The movie is unquestionably Portman’s show, but the supporting cast are uniformly excellent. Barbara Hershey makes a particularly strong impression as Nina’s mother Erica. The two evidently share an unhealthy relationship; Nina has been so infantilised by her mother that she allows her to dress and undress her, while Erica’s bedroom is a shrine to her daughter’s achievements. Rather than a place of escape, Nina’s flat is a claustrophobic hellhole where she can never escape from Erica’s gaze. In the hands of a lesser actress the role of Erica would have been a fairly rote ‘stage mother from hell’ performance, but Hershey wisely underplays it. At times her character exudes such genuine warmth that you can believe that Nina would have allowed herself to remain cocooned in this childlike state without making a break for independence.

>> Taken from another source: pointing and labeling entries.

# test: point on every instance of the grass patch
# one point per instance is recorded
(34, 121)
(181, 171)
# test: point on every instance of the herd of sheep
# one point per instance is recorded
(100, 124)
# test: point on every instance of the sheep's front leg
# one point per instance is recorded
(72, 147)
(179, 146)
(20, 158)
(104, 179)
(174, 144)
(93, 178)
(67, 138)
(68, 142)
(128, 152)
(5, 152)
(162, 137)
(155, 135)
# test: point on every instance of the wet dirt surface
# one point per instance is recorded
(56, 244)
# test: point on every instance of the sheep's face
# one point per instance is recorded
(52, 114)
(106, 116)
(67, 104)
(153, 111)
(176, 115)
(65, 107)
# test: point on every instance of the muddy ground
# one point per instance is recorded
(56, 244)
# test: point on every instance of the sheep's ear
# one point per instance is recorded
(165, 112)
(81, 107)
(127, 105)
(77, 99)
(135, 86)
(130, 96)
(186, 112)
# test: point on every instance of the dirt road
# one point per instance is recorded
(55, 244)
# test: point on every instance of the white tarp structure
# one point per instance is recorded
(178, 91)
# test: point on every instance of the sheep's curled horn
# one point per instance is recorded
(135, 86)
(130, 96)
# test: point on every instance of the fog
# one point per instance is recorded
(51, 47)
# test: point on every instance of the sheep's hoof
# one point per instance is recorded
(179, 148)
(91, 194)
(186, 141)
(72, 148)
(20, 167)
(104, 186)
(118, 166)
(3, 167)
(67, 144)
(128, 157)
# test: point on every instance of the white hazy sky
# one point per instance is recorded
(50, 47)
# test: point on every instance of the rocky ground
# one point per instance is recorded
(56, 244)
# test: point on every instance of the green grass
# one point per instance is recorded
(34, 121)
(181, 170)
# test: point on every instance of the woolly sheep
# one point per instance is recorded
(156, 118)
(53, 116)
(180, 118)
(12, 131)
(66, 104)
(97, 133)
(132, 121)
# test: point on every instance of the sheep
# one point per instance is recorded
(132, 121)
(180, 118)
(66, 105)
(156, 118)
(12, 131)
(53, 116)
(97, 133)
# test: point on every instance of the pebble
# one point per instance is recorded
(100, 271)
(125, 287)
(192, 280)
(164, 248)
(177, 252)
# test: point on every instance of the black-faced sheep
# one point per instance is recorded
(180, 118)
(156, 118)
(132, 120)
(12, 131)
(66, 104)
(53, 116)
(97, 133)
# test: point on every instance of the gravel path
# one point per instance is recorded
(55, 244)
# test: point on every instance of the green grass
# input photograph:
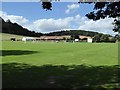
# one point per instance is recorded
(60, 65)
(61, 53)
(8, 36)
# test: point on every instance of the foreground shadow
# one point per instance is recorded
(16, 52)
(16, 75)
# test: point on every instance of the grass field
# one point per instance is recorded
(8, 36)
(68, 65)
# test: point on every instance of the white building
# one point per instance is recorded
(28, 39)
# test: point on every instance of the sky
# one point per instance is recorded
(64, 16)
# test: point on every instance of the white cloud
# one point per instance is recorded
(102, 25)
(71, 8)
(13, 18)
(47, 25)
(50, 25)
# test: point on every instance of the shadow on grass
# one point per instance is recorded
(16, 52)
(16, 75)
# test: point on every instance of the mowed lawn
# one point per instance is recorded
(41, 53)
(60, 65)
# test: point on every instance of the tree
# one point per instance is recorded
(100, 10)
(107, 9)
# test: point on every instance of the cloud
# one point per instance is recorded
(71, 8)
(102, 25)
(13, 18)
(47, 25)
(67, 23)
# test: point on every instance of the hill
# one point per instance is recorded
(14, 28)
(8, 36)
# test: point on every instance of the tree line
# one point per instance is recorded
(14, 28)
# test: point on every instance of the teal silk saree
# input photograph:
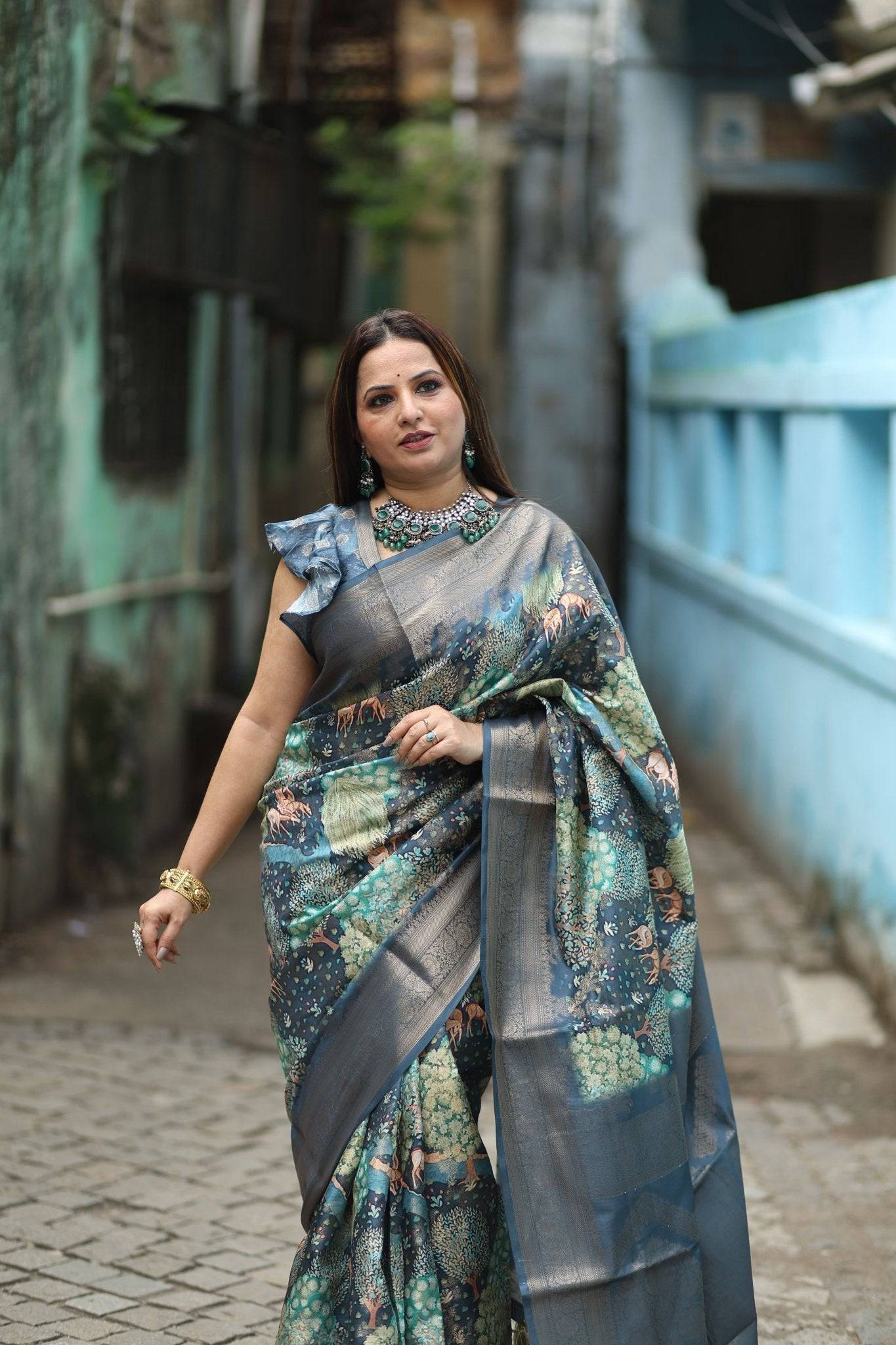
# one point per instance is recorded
(528, 919)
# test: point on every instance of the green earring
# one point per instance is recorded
(366, 482)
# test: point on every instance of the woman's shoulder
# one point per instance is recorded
(322, 548)
(299, 540)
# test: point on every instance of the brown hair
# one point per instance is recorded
(343, 440)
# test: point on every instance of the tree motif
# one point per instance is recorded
(368, 1273)
(628, 709)
(677, 861)
(354, 816)
(448, 1126)
(609, 1061)
(461, 1243)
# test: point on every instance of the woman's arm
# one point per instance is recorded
(284, 677)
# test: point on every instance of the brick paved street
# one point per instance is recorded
(147, 1189)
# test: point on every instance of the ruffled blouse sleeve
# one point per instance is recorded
(308, 548)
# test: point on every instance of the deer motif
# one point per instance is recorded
(377, 707)
(658, 768)
(286, 808)
(345, 717)
(574, 603)
(664, 884)
(393, 1170)
(657, 965)
(454, 1025)
(385, 850)
(553, 623)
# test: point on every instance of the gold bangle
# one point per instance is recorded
(188, 885)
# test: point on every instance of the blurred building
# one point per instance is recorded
(757, 222)
(164, 350)
(151, 349)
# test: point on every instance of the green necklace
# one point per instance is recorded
(399, 526)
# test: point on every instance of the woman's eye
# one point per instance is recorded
(427, 384)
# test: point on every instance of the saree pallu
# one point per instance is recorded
(528, 919)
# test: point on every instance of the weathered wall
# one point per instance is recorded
(92, 724)
(42, 124)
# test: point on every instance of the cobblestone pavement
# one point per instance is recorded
(147, 1188)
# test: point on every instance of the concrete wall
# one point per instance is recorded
(762, 584)
(93, 701)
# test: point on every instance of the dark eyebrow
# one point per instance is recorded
(375, 387)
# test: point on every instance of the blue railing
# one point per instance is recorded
(762, 581)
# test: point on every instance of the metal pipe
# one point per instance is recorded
(163, 585)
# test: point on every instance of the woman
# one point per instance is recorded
(473, 868)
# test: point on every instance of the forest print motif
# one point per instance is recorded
(410, 1245)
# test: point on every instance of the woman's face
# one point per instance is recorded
(402, 391)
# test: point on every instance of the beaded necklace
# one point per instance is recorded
(398, 526)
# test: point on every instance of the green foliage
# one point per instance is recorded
(409, 181)
(124, 121)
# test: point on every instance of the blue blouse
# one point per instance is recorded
(323, 549)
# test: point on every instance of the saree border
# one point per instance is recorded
(422, 969)
(598, 1196)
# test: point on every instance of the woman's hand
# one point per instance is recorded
(456, 739)
(167, 911)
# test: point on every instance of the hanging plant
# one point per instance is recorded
(410, 181)
(125, 121)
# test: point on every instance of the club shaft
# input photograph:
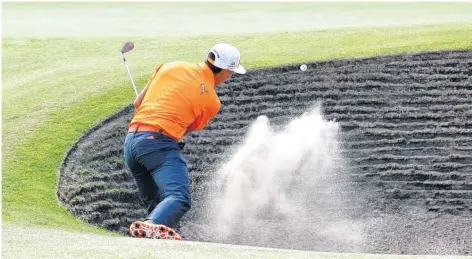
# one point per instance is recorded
(129, 73)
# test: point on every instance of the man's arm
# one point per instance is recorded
(139, 99)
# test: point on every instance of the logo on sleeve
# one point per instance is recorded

This makes the moments in which Erica’s behaviour reveals her to be obsessive and controlling all the more unsettling.

Mila Kunis is also strong, providing an important note of levity as the only character in the film who appears relatively well balanced. Vincent Cassel is perfectly cast, all smouldering Gallic passion and bravado. The character is a pretentious windbag, but we believe that the dancers would push themselves beyond their physical and mental limits for his approval, which seems at times to be more Nina’s goal than the stardom that a triumphant performance could promise.

This won’t be a film for everyone. It’s an intense, hysterical and challenging watch. The ambiguous question of what (if anything) is reality and what is a product of Nina’s unhinged mind will undoubtedly frustrate some viewers. But for the thrill of witnessing something genuinely different, if not entirely original, and that of seeing a talented actress finally coming of age in what will surely be one of the defining performances of her career, Black Swan is the first must-see movie of 2011.